Ralph Tracy

Personal information
- Full name: Raphael Tracy
- Date of birth: February 6, 1904
- Place of birth: St. Louis, Missouri, U.S.
- Date of death: March 6, 1975 (aged 71)
- Place of death: St. Louis, Missouri, U.S.
- Positions: Defender; midfielder;

Senior career*
- Years: Team / Apps / (Gls)
- 1925: St. Louis Vesper Buick / ? / (7)
- 1926–: Ben Millers

International career
- 1930: United States / 3 / (0)

Medal record
Men's soccer
Representing United States
FIFA World Cup
| Third place | 1930 Uruguay |  |

= Raphael Tracey =

American soccer playe (1904–1975)

Raphael “Ralph” Tracy (Note: Sometimes misspelled as Ralf Tracy or Tracey) (February 6, 1904 – March 6, 1975) was an American soccer player.

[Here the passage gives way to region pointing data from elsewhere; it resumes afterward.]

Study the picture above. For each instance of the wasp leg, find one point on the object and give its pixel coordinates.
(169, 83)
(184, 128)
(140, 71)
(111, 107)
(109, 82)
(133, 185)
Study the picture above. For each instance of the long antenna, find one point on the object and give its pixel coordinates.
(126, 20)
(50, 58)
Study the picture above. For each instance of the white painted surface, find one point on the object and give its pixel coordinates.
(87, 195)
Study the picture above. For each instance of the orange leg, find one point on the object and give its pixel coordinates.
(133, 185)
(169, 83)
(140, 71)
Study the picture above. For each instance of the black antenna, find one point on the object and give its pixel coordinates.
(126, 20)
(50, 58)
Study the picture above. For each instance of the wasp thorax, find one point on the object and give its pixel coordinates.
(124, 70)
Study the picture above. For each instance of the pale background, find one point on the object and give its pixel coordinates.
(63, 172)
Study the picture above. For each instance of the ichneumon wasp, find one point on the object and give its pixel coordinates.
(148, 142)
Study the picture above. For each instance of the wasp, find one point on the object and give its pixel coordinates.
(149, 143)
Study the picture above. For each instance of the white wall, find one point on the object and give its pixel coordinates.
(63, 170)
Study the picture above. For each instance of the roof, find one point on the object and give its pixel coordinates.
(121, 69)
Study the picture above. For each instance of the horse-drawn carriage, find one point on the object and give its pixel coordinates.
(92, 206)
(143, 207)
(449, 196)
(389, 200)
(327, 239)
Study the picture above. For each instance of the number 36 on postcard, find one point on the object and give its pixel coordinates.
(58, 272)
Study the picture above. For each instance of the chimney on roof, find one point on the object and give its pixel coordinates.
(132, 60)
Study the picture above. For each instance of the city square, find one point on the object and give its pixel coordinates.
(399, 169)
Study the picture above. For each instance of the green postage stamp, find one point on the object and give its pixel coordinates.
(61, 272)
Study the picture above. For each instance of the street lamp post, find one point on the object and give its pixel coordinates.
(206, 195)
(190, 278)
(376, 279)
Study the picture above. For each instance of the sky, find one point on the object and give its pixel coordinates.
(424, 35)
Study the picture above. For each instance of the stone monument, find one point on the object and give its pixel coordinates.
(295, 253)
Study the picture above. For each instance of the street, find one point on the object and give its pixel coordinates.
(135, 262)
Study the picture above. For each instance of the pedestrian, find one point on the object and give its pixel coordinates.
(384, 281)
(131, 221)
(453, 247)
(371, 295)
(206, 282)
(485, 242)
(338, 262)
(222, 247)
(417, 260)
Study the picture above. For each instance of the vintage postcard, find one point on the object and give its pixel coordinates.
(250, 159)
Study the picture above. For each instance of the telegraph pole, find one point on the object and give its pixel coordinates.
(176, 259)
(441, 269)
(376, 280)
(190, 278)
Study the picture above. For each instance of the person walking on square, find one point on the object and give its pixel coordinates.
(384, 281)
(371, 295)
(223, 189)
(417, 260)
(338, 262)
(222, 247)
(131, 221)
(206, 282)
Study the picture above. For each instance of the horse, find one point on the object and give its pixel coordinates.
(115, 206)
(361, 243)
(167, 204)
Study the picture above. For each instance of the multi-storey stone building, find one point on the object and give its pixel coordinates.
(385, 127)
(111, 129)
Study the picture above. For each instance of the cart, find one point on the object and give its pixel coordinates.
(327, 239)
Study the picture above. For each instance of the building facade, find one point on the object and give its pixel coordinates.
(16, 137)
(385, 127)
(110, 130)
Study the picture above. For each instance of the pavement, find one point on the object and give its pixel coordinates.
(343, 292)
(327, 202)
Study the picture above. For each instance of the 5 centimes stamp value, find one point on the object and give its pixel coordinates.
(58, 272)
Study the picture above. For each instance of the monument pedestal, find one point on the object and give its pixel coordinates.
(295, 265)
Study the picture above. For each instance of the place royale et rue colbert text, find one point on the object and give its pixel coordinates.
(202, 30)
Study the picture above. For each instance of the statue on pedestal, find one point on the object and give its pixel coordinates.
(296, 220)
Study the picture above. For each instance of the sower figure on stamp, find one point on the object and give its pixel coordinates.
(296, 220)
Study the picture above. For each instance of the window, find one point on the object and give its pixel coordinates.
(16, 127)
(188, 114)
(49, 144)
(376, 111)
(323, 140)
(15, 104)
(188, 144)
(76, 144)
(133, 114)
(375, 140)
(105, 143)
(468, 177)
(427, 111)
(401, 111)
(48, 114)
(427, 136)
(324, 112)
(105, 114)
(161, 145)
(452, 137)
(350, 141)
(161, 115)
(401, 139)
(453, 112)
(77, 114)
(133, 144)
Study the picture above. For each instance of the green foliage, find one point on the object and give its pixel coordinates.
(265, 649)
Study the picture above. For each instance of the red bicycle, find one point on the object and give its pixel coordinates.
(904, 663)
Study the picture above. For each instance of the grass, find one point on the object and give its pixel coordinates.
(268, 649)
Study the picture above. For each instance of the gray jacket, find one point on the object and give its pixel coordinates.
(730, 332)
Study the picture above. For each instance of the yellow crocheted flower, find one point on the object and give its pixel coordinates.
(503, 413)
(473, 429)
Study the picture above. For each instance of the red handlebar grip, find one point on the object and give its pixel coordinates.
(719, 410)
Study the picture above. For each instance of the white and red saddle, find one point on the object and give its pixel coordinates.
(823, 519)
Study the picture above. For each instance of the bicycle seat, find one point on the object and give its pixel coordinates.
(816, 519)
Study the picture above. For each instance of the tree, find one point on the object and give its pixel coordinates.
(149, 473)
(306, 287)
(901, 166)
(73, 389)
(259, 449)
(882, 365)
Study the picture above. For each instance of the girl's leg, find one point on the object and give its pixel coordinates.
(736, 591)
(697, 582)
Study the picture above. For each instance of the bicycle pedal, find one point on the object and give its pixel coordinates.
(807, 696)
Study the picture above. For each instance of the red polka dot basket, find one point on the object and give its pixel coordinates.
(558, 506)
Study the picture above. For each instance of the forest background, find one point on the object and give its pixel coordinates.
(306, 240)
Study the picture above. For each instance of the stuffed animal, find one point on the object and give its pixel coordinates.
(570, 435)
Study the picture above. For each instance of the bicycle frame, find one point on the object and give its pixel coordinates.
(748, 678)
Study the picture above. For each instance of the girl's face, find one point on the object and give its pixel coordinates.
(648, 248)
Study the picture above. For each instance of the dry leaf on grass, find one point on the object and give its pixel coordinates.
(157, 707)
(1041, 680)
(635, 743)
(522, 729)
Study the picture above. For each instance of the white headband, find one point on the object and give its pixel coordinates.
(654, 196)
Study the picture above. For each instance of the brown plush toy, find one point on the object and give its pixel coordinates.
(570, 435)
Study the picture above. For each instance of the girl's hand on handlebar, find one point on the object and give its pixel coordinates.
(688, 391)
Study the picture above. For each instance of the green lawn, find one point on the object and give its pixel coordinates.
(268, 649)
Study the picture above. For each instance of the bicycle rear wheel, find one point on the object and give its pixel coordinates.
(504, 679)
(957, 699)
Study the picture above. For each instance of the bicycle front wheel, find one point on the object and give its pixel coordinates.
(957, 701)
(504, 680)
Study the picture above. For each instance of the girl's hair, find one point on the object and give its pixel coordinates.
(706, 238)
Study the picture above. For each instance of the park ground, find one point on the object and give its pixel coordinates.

He spent his club career with several teams in St. Louis and played in all three games for the United States national team at the 1930 FIFA World Cup. He is a member of the National Soccer Hall of Fame.

==Club career==
Tracy was born and raised in St. Louis but spent some time in early years in Gillespie, Illinois playing soccer. He began his club career as a forward with St. Louis Vesper Buick of the St. Louis Soccer League (SLSL) during the 1925 season. While he was the second leading scorer on the team, he was released during the 1925–1926 season. He then signed with the Ben Millers and finished the season with them. He moved to the midfield with the Ben Millers; playing on the team which lost the 1926 National Challenge Cup to Bethlehem Steel.^{} He scored six goals during the 1931–1932 season, tying for sixth in the league.

==National team==
Tracy earned three caps with the United States national team at the 1930 FIFA World Cup. While the U.S. won the first two games, over Belgium and Paraguay by a 3–0 score in each, they lost to Argentina 6–1 in the semifinals. Tracy broke his leg ten minutes into the game, but he continued to play until half time.

Tracy was inducted into the St. Louis Soccer Hall of Fame in 1973 and the National Soccer Hall of Fame in 1986.